K+S scheint bereit, sich mit allen Mitteln einer Übernahme widersetzen zu wollen. Neben anderen Konzernen könnte auch die KfW mit einer Sperrminorität die Übernahme erschweren, verzögern oder sogar verhindern. Als kurzfristig orientierter Aktionär stellt das bisherige Übernahmeangebot unter Umständen bereits eine attraktive Offerte dar, die jedoch dem substantiellen Wert des Unternehmens nicht in allen Belangen gerecht wird.

Investoren können sich in der Phase fallender Rohstoffpreise auch auf weitere Übernahmen einstellen, jedoch ist zu beachten, dass die Übernahmepreise aufgrund stark gefallener Aktienkurse nicht unbedingt dem wahren Wert des Unternehmens gerecht werden. Und auch wenn es meist nicht offen diskutiert wird, stellen die niedrigen Rohstoffpreise und die teilweise hohe Verschuldung der Unternehmen auch eine substantielle Gefährdung dar. Und die Bedrohung einer Insolvenz betrifft keinesfalls nur den Sektor der Explorationsgesellschaften oder der Junior-Produzenten.
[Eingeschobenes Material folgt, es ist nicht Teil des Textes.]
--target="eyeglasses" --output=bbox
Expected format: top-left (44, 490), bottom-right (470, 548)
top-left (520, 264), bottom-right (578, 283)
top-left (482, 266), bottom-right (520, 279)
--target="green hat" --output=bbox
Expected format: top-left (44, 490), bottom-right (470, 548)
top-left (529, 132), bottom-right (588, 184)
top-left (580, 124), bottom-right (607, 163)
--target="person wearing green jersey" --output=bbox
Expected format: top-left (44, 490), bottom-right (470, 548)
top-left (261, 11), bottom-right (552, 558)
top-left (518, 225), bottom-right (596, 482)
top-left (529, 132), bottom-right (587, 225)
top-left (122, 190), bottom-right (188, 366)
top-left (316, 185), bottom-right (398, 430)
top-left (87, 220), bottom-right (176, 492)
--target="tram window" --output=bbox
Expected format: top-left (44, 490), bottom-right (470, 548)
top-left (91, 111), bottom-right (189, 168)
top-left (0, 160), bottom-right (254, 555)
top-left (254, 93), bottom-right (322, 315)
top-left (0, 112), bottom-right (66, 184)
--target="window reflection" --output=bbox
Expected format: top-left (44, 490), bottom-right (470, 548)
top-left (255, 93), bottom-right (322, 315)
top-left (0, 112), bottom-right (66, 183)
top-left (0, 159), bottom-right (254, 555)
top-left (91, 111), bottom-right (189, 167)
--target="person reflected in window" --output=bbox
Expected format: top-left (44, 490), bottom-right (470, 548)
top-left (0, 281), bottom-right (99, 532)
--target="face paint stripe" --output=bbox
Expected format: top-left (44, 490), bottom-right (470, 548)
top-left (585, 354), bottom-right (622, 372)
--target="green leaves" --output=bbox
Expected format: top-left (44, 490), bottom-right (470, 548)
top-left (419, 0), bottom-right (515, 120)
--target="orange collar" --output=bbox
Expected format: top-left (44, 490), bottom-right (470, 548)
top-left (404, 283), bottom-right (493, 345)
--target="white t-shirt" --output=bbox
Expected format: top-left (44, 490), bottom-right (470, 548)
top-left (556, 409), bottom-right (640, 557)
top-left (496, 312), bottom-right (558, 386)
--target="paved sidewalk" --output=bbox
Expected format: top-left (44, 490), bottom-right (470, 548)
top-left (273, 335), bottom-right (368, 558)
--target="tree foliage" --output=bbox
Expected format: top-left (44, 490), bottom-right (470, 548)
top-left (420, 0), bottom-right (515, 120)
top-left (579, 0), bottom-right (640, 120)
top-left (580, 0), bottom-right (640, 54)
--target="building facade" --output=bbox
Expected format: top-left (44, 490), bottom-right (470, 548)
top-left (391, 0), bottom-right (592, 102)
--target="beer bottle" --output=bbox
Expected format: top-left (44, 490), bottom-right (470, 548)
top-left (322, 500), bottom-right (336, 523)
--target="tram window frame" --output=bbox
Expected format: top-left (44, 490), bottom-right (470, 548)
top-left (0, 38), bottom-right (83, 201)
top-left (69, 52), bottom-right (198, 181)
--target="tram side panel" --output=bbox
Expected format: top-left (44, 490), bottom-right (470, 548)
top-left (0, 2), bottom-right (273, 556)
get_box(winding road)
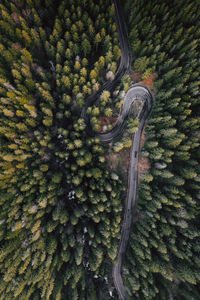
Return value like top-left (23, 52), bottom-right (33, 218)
top-left (81, 0), bottom-right (153, 300)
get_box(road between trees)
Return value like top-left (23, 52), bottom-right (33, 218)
top-left (81, 0), bottom-right (153, 300)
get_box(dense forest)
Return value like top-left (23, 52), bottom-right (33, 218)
top-left (123, 0), bottom-right (200, 300)
top-left (0, 0), bottom-right (127, 300)
top-left (0, 0), bottom-right (200, 300)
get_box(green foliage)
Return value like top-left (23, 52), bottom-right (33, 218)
top-left (123, 0), bottom-right (200, 300)
top-left (0, 0), bottom-right (123, 300)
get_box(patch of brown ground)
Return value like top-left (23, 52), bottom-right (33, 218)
top-left (138, 127), bottom-right (151, 181)
top-left (98, 117), bottom-right (117, 133)
top-left (139, 73), bottom-right (157, 90)
top-left (105, 138), bottom-right (131, 185)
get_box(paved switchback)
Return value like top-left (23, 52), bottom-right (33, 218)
top-left (81, 0), bottom-right (153, 300)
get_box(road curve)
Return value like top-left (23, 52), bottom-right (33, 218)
top-left (81, 0), bottom-right (153, 300)
top-left (106, 85), bottom-right (153, 300)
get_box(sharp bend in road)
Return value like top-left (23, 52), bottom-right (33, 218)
top-left (81, 0), bottom-right (153, 300)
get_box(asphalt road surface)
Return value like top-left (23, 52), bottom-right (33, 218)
top-left (81, 0), bottom-right (153, 300)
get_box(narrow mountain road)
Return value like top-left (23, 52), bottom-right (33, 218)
top-left (81, 0), bottom-right (153, 300)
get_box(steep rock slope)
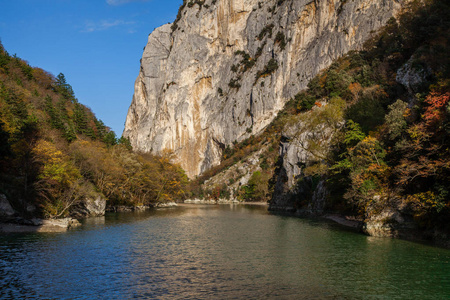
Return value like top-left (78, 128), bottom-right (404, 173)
top-left (123, 0), bottom-right (406, 177)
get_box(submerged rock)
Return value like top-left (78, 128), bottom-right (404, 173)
top-left (70, 195), bottom-right (106, 218)
top-left (0, 194), bottom-right (17, 220)
top-left (0, 218), bottom-right (81, 233)
top-left (123, 0), bottom-right (409, 178)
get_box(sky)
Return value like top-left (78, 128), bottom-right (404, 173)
top-left (0, 0), bottom-right (182, 136)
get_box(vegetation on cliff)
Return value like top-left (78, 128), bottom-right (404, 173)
top-left (0, 44), bottom-right (187, 218)
top-left (195, 0), bottom-right (450, 229)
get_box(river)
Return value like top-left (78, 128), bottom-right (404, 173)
top-left (0, 205), bottom-right (450, 299)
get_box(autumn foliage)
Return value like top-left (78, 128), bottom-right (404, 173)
top-left (0, 44), bottom-right (187, 218)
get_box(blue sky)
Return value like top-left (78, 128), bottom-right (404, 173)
top-left (0, 0), bottom-right (182, 136)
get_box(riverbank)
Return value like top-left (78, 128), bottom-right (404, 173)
top-left (0, 218), bottom-right (81, 233)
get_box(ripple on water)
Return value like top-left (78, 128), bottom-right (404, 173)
top-left (0, 206), bottom-right (450, 299)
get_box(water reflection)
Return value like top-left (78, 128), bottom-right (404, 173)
top-left (0, 205), bottom-right (450, 299)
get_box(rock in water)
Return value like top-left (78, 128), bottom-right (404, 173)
top-left (123, 0), bottom-right (408, 177)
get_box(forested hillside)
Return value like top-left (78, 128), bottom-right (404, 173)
top-left (0, 44), bottom-right (187, 218)
top-left (196, 0), bottom-right (450, 239)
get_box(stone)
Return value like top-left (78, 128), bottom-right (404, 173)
top-left (70, 195), bottom-right (106, 218)
top-left (0, 194), bottom-right (17, 219)
top-left (123, 0), bottom-right (409, 178)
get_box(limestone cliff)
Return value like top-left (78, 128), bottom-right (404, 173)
top-left (123, 0), bottom-right (406, 177)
Die aktuelle Marktphase stellt für viele Unternehmen eine Herausforderung dar, doch neben Sparprogrammen und dem Überlebenskampf werden jetzt die Weichen für die Zukunft gestellt. Es lohnt sich allemal den Rohstoffmarkt im Auge zu behalten, denn auch substantiell gesunde Unternehmen sind inzwischen zu günstigen Preisen zu erhalten.

Im Einkauf liegt der Gewinn, als Investor geht es nun darum, aussichtsreiche Unternehmen zu identifizieren und dann im richtigen Moment die Chance zu ergreifen.